Родриго глубоко дышал, а рядом с ним Икска закуривал сигарету, прикрывая обеими руками оранжевый огонек спички. Голубые кроны деревьев на Пасео-де-ла-Реформа мало-помалу тонули в сумерках, и здесь, у Севильской улицы, не было в это время обычного оживленного движения. Двое мужчин. Один среднего роста, с тонкими чертами, зеленоватой кожей и кругами под глазами, черными, как вороново крыло, другой, Икска, с глазами цвета жженого миндаля, щетинистыми волосами на висках, толстыми губами и чисто индейскими, но и отчетливо проступающими европейскими чертами средиземноморского типа: что-то в нем напоминало тех ладно сложенных, обласканных морем и солнцем, не придавленных нуждой и заботой людей, которых увековечивают взирающие на них античные статуи. Они шли по бульвару. Родриго смотрел на свои желтые ботинки, мало-помалу покрывавшиеся пылью. Он чувствовал и сознавал каждое свое нервное движенье. А Сьенфуэгос шел так, как будто и не шел, как будто его толкал летний ветерок, как будто у него не было ног и рук, в отличие от Родриго, которому они так мешали. Икска бросил спичку и, затянувшись, выпустил дым. Сизое облачко на мгновение застлало ему взор.

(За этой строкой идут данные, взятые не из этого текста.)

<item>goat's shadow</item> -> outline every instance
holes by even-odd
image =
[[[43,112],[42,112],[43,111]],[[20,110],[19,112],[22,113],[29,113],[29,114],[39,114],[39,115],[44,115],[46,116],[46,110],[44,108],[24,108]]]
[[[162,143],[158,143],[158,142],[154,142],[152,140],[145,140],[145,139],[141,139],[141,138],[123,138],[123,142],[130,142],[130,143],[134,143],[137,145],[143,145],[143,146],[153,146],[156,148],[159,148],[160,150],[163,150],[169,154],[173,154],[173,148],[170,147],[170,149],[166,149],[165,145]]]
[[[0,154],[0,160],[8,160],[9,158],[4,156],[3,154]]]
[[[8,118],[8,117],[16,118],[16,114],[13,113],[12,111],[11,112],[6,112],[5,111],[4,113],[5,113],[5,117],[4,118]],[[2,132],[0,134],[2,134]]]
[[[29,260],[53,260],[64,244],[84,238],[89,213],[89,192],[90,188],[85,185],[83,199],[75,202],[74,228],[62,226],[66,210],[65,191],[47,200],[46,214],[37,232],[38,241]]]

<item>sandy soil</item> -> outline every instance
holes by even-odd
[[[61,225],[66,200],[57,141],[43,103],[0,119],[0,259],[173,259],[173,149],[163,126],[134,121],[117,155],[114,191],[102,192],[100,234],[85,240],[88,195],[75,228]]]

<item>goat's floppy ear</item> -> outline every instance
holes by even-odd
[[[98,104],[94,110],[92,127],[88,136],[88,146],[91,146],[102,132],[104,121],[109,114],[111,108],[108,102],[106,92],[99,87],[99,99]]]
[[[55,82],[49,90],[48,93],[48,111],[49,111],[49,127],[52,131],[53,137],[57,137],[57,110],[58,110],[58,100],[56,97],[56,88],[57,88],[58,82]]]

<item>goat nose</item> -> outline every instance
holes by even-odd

— Мы с тобой много чего пережили вместе. И, кажется, знаем все друг о друге.
— Еще бы мне тебя не знать! — По этому городу нельзя было идти десять минут, не запылившись с ног до головы.
— Так же, как мне тебя. Мы те, кого называют «разбавленными мексиканцами». Хитрые, скрытные, зловредные ублюдки…
— Как ты знаешь, моего отца расстреляли в Белене по приказу Уэрты. Это было в тысяча девятьсот тринадцатом, и я родился, когда он уже был в тюрьме,
но нам не отдали тела, и мы узнали об этом — я хочу сказать, узнала моя мать — лишь несколько лет спустя, когда труп отца был завален горой других безымянных трупов, которые оставила за собой революция.